Analysis was conducted on six datasets spanning a molecular range of 700 to 15,000 Da. These datasets consist of both linear and cyclic peptides, incorporating natural and unnatural amino acids, as well as an oligonucleotide. Specifically, dataset-1 comprises nine commercially available peptides, dataset-2 includes one commercially available peptide and four synthetic analogues, dataset-3 involves a natural peptide hormone and seven synthetic analogues, dataset-4 features an antisense oligonucleotide, dataset-5 contains 28 commercially available peptides, and dataset-6 is composed of a peptide hormone.

Comparisons of the results obtained for certain compounds with those of prior studies have enabled a comprehensive evaluation across various parameters. This evaluation encompasses aspects such as the number and structure of identified metabolites, along with a consideration of the time consumed during the data processing step.

The results obtained indicate that, in larger molecules, the most abundant mass algorithm demonstrated higher scores and a greater number of matches, and therefore greater confidence in the accurate prediction of metabolite structures. Furthermore, this study shows three visualization options for representing macromolecules during data analysis. This visualization algorithm allows the combination of monomer and atom/bond notation, facilitating a clear depiction of metabolic changes in the molecular structure.

Metabolite identification data was gathered from public repositories and processed using specialized software to automatically identify corresponding metabolites. A field expert later examined the results, manually categorizing them as either true or false positives.

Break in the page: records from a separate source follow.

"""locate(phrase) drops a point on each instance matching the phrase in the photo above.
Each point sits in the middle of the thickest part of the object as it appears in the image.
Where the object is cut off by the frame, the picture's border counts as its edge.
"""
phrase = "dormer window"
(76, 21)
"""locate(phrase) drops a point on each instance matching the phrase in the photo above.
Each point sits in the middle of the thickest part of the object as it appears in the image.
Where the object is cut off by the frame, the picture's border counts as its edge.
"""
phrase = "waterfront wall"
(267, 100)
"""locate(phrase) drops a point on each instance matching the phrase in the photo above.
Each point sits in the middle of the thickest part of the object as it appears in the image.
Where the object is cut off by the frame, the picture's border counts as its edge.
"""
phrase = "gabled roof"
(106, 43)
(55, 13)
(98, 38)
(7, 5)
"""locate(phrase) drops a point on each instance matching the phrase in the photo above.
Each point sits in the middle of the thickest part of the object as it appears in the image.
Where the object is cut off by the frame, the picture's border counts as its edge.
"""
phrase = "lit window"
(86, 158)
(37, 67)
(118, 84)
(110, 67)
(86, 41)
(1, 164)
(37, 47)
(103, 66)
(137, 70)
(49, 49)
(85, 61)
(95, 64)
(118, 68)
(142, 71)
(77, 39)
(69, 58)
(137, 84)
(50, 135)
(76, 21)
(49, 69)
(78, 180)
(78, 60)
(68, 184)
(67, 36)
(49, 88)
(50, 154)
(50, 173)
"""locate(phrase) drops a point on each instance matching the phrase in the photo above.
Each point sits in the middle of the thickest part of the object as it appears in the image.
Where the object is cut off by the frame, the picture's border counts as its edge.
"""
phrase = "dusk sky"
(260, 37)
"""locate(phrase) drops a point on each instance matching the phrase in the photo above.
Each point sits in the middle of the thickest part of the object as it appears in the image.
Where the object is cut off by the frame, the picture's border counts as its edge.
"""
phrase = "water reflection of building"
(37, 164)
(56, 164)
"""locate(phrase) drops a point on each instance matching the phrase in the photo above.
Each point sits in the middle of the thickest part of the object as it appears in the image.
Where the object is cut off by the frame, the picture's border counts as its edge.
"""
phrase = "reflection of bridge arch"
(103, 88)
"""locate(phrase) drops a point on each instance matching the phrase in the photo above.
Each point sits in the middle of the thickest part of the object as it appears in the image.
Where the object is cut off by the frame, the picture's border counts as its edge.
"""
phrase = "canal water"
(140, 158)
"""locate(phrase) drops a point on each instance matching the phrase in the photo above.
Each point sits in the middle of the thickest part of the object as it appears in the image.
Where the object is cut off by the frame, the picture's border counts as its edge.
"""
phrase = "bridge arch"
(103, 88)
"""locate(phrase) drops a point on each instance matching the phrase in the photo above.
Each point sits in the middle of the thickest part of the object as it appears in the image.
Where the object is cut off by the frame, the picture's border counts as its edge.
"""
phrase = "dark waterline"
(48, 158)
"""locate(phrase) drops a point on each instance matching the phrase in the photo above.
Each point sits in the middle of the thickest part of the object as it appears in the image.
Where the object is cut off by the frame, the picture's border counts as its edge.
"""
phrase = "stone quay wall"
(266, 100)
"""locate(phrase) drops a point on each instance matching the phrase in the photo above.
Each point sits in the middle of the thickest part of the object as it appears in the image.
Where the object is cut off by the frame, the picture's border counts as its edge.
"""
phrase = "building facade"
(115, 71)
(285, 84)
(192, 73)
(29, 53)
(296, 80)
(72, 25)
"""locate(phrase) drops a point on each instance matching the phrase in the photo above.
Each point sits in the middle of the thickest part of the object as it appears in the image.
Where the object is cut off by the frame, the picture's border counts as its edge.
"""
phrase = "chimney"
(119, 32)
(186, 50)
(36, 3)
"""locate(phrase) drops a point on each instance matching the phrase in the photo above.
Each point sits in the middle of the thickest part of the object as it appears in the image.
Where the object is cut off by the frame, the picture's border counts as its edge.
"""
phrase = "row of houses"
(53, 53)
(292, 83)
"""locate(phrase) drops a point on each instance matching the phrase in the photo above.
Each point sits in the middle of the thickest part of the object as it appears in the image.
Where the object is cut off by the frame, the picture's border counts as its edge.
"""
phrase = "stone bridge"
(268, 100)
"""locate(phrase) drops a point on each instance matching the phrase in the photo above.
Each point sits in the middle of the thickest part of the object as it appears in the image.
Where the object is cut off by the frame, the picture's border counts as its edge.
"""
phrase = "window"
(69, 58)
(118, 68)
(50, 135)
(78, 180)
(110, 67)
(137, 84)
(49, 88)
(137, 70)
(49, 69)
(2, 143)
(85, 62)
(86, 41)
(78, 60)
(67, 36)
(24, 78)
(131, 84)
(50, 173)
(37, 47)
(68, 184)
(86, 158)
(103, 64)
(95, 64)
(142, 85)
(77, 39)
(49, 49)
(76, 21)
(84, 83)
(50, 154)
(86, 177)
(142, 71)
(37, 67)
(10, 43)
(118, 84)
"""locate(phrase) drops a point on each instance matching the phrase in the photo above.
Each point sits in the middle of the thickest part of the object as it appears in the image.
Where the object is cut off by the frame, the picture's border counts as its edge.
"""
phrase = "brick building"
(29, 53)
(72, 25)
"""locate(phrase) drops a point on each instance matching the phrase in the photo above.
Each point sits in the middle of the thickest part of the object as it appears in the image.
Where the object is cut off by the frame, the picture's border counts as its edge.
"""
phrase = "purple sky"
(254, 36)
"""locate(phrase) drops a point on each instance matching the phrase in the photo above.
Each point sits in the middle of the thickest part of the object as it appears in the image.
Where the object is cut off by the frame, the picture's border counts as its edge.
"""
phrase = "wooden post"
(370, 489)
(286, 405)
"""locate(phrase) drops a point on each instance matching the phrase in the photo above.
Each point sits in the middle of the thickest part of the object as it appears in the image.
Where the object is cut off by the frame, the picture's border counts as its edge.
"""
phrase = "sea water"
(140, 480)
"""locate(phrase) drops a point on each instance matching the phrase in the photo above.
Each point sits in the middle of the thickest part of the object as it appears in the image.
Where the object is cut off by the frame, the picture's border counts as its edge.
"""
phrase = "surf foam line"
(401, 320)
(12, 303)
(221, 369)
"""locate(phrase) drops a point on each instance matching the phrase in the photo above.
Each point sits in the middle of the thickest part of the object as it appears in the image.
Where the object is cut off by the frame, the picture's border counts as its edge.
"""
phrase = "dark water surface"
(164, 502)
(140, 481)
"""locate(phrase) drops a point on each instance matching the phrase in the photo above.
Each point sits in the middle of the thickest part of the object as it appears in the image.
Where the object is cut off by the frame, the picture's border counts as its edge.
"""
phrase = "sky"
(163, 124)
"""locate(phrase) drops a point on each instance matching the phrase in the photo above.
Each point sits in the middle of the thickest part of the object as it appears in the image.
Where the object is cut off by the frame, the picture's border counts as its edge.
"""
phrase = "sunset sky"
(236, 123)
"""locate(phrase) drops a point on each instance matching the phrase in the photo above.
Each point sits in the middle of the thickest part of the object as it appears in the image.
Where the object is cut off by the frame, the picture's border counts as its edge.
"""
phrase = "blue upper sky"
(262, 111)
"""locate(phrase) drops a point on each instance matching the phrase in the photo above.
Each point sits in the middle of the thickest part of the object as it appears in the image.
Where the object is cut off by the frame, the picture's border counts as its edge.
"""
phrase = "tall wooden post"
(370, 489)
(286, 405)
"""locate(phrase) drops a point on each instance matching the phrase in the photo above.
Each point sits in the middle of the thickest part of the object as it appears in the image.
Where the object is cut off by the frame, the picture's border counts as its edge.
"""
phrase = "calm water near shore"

Extracting features from each metabolite peak involved utilizing chromatographic peak data, mass spectrometry data, and kinetic data where applicable. The dataset was then divided into training and test sets, with an 80/20 split. Within the training set, machine learning models were developed using gradient boosting decision trees (GBDTs). Hyperparameters underwent tuning through random search and 5-fold cross-validation. The best-performing model was evaluated using the test set. This entire process was repeated for each of the two distinct experimental protocols present in the data.

Two distinct experimental protocols were present in the data. The primary difference between them lay in the number of incubation time points: one protocol involved 5 time points while the other featured just 1. Consequently, a separate model was developed for each protocol, given that the analysis of the data varied significantly, particularly with the former protocol requiring the incorporation of kinetic data.

For experiments following the 1-time-point protocol, a total of 2,570 metabolite peaks were examined, with 1,703 determined as false positives (66.26%). The primary objective of these experiments was the identification of gluthatione conjugates, formed by appending a gluthatione moiety to a parent molecule. Data for testing was constructed by splitting experiments, resulting in 431 metabolites, of which 287 were false positives (66.60%). The best-performing model achieved a recall of 93.73% and a precision of 89.67% on the test set.

Experiments adhering to the 5-time-point protocol involved a total of 1,543 metabolite peaks, with 1,068 identified as false positives (69.22%). The primary focus of these experiments was soft spot identification. Test data was generated by experiment splits, yielding 419 metabolites, of which 287 were false positives (68.50%). The top-performing model attained a recall of 97.56% and a precision of 93.33% on the test set.

Beyond evaluating the predictive performance of the models, the SHapley Additive exPlanations (SHAP) method was employed to analyze feature importances. The most significant features for each prediction were extracted and aggregated by category or source. This facilitated a clear understanding of the main reasons behind predictions, which were empirically verified to be accurate in most cases. Consequently, this method could serve as a guiding tool to aid experts in the manual inspection of metabolite identification results, as well as in reassessing and rectifying previous manual annotations.